È contento adesso il capo del governo di Gerusalemme Olmert?
Ecco quello che riferisce l'agenzia Reuters: «L'uso della forza, “compresa la licenza di uccidere”, è autorizzata anche per difendere le forze armate libanesi a cui potrebbero essere associate truppe Onu, se l'autore o gli autori della minaccia sono armati. La forza dovrà essere proporzionale al livello della minaccia. Ma il livello della risposta potrebbe anche essere più elevato».
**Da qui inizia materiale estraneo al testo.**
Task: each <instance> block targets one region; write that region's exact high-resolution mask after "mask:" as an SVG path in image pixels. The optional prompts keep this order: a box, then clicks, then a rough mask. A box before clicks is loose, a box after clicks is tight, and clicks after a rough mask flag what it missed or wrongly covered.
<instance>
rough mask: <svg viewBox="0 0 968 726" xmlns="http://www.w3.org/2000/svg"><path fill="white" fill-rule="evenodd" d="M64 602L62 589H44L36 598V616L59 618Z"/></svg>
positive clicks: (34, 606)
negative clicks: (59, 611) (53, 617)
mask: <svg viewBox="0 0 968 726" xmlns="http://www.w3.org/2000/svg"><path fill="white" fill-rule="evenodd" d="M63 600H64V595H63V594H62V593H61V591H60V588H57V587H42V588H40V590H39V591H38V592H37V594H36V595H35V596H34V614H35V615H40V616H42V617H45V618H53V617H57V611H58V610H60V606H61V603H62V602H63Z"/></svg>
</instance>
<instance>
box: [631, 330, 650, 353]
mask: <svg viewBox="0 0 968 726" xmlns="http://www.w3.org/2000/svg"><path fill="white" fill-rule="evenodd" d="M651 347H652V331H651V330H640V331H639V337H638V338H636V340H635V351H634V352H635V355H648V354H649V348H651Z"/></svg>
Traduzione: i soldati che andranno in Libano, non andranno a disarmare i terroristi hezbollah, che il governo libanese ha dichiarato far parte delle sue stesse forze armate, ma andranno in Libano a «difendere le forze armate libanesi», cioè gli hezbollah incorporati nell'esercito libanese.
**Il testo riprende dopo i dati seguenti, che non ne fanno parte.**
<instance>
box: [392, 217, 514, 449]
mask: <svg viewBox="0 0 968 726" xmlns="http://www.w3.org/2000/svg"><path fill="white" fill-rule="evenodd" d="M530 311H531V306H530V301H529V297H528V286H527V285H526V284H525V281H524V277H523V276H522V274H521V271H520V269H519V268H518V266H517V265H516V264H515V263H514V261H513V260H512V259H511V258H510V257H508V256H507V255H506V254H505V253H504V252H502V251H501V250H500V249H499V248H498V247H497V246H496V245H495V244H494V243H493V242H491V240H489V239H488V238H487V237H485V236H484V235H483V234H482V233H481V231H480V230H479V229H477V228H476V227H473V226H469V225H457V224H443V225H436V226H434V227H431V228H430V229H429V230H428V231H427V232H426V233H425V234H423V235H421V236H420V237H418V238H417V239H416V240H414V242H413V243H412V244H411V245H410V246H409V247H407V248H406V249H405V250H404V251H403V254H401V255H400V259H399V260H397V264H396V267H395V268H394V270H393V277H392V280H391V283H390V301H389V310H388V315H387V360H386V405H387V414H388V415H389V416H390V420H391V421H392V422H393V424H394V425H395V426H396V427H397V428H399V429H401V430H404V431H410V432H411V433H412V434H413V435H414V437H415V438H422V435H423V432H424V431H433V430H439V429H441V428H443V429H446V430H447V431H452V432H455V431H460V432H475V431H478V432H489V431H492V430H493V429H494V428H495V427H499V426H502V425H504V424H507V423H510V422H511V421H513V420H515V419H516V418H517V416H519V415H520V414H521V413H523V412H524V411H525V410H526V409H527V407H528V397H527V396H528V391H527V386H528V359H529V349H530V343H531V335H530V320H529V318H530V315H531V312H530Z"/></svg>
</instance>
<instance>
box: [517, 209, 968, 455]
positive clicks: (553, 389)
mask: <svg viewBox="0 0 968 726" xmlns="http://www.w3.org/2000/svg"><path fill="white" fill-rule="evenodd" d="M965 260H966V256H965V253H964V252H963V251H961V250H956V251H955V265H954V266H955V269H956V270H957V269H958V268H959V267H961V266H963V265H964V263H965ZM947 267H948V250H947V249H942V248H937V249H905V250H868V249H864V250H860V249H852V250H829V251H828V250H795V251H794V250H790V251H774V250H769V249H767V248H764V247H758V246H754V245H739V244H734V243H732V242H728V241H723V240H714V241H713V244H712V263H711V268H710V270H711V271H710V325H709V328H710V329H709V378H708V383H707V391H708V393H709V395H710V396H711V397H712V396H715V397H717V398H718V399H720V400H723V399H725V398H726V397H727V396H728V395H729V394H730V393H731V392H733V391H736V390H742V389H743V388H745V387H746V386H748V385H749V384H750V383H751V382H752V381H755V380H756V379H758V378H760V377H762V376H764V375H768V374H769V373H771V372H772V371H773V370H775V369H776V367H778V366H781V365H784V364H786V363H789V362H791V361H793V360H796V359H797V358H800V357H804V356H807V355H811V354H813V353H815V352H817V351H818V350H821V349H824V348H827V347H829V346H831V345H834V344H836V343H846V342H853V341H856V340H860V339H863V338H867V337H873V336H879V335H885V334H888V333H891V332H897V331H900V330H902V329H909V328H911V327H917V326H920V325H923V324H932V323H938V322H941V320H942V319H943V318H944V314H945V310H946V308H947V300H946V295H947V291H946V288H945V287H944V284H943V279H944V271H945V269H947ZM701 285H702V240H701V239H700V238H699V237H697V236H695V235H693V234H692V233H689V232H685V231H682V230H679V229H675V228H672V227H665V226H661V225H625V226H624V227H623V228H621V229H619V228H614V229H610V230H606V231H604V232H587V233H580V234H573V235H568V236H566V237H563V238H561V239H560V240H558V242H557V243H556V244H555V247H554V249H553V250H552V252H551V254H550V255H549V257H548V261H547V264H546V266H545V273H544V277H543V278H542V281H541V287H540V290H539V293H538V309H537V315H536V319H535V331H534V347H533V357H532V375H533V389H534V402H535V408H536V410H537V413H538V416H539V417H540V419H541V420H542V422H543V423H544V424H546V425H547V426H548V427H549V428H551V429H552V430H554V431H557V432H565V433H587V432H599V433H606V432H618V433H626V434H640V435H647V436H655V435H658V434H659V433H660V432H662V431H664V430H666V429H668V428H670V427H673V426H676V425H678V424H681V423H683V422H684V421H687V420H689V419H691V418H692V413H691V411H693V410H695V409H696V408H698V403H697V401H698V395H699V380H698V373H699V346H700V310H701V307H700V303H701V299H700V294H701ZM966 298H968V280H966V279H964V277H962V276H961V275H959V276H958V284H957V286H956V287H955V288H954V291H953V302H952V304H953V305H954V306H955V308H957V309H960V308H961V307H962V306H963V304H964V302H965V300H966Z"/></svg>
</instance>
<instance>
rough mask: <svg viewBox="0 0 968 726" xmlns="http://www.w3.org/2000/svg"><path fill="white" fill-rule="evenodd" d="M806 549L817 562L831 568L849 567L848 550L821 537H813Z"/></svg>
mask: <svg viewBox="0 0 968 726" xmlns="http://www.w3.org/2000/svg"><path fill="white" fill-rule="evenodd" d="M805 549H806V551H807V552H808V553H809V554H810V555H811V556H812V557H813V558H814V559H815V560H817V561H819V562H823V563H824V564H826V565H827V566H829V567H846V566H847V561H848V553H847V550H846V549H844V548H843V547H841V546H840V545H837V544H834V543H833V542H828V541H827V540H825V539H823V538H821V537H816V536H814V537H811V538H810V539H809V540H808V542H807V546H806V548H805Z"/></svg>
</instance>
E a difenderli da quali attacchi?
La risposta è scandalosamente ovvia: i nostri soldati fiancheggeranno le forze armate libanesi per proteggerle, hezbollah compresi, da contrattacchi israeliani in risposta al lancio di nuovi missili.
Ed ecco quindi spiegato l'entusiasmo guerrafondaio dei nostri pacifisti: vogliono che gli italiani siano, nella loro immaginazione malata ma attivissima, i nuovi marines che sparino sugli israeliani.